Ozawa’s hissy fit after the state Supreme Court invalidated his 22-vote general election win against Tommy Waters was unhinged, ill-advised and yet another sign he’s driven by a Trumpian sense of personal grievance.
The court ruled 5-0
that 350 ballots from the East Oahu district were collected by the city clerk after the poll-closing deadline set by law and shouldn’t have been counted.
Consequently, a special do-over election between Ozawa and Waters has been set for April 13; in the meantime the eight remaining Council members will appoint a temporary representative for the district.
Ozawa, who was expected to become Council chairman if he won, responded to the setback by dubiously accusing three justices of “outrageous” conflicts of interest and bias in favor of Waters.
He claimed city attorneys appointed by the administration of Mayor Kirk Caldwell, his political foe, didn’t adequately defend the
original election results.
The court responded
with a rare and sharp rebuke noting that Ozawa, a lawyer, didn’t object when some of the same justices ruled in his favor on a
challenge to his 41-vote win over Waters in 2014.
The legalities in the current case weren’t complicated.

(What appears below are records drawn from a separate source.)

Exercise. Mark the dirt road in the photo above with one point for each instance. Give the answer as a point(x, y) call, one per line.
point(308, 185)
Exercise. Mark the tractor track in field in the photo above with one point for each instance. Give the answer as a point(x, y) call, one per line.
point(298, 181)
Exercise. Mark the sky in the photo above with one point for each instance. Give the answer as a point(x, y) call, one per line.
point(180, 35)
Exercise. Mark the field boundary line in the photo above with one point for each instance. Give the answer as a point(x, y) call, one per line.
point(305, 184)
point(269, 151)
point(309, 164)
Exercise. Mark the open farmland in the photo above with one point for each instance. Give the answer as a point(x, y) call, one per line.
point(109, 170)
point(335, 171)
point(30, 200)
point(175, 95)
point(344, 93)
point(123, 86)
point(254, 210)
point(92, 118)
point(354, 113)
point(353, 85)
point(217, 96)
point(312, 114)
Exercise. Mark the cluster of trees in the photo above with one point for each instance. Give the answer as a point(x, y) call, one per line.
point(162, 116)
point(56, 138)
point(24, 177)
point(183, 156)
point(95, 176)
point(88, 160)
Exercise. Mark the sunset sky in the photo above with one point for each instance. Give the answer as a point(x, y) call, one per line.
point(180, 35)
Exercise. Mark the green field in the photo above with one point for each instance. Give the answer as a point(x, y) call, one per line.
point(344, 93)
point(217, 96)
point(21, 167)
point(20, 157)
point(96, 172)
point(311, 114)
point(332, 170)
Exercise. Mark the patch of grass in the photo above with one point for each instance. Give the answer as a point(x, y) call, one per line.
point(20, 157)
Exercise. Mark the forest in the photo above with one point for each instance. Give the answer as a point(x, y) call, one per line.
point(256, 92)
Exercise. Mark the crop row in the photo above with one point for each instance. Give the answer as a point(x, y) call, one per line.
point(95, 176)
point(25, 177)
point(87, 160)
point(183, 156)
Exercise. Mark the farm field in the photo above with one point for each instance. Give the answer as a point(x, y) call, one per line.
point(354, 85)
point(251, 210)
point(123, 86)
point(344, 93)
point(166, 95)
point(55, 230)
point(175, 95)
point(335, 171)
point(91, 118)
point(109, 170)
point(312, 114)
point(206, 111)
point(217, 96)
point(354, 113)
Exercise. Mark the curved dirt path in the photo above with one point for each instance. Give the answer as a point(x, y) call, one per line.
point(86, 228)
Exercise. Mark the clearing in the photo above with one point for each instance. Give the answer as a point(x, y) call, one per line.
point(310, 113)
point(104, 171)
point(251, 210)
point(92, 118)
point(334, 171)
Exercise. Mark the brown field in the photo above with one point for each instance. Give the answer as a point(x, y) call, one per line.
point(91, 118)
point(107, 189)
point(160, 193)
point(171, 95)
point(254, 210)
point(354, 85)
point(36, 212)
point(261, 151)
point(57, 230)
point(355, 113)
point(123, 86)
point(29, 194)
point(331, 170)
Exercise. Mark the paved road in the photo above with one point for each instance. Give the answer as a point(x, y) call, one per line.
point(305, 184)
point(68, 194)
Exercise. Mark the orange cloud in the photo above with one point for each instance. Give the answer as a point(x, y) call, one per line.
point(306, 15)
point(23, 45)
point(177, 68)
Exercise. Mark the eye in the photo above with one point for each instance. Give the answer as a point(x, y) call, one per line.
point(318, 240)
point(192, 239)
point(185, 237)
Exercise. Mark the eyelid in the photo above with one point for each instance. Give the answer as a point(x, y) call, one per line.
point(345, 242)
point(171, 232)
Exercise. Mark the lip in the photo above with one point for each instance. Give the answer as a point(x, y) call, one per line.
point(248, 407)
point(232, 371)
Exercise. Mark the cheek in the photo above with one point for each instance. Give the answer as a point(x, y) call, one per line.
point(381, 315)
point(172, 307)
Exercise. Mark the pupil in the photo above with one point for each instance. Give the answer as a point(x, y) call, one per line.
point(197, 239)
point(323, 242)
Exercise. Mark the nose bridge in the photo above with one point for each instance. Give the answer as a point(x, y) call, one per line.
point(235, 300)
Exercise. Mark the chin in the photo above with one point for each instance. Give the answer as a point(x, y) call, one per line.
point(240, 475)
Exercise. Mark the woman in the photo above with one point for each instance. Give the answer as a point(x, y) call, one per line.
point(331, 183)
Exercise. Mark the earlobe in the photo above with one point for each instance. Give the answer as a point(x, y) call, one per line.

Clearly, the 350 ballots were collected by election officials after the
legal deadline, and since they couldn’t be separated from other ballots, there was no remedy but to rerun the election.
Ozawa’s disappointment was understandable, but it was cheap and unbecoming to attack the integrity of
justices based on what amounted to a flimsy conspiracy theory.
And it was just the latest example of an unusually thin skin that has often left Ozawa sounding like the refrain from an old Coasters song: “Why is everybody always picking on me?”
His beef with Caldwell partly stems from feeling slighted when the mayor didn’t give him a meeting as fast as he wanted. He voted against a qualified Police Commission nominee because she missed a meeting with him.
He was accused of verbally harassing the aide of a fellow Council member who was seen sign-waving for Waters, and he filed an
ethics complaint against
another city employee who “liked” his opponent on
social media. Ozawa also filed a complaint against
the mayor’s press secretary after a public spat between the two in Honolulu Hale.
The turnout and outcome of special elections are notoriously unpredictable, but it’s difficult to see how
Ozawa’s tirade against the court will help him win over voters, given past questions about his temperament.
If he succeeds in getting re-elected, it would be a surprise if his colleagues don’t rethink their willingness to make him their leader after seeing him melt down under adversity.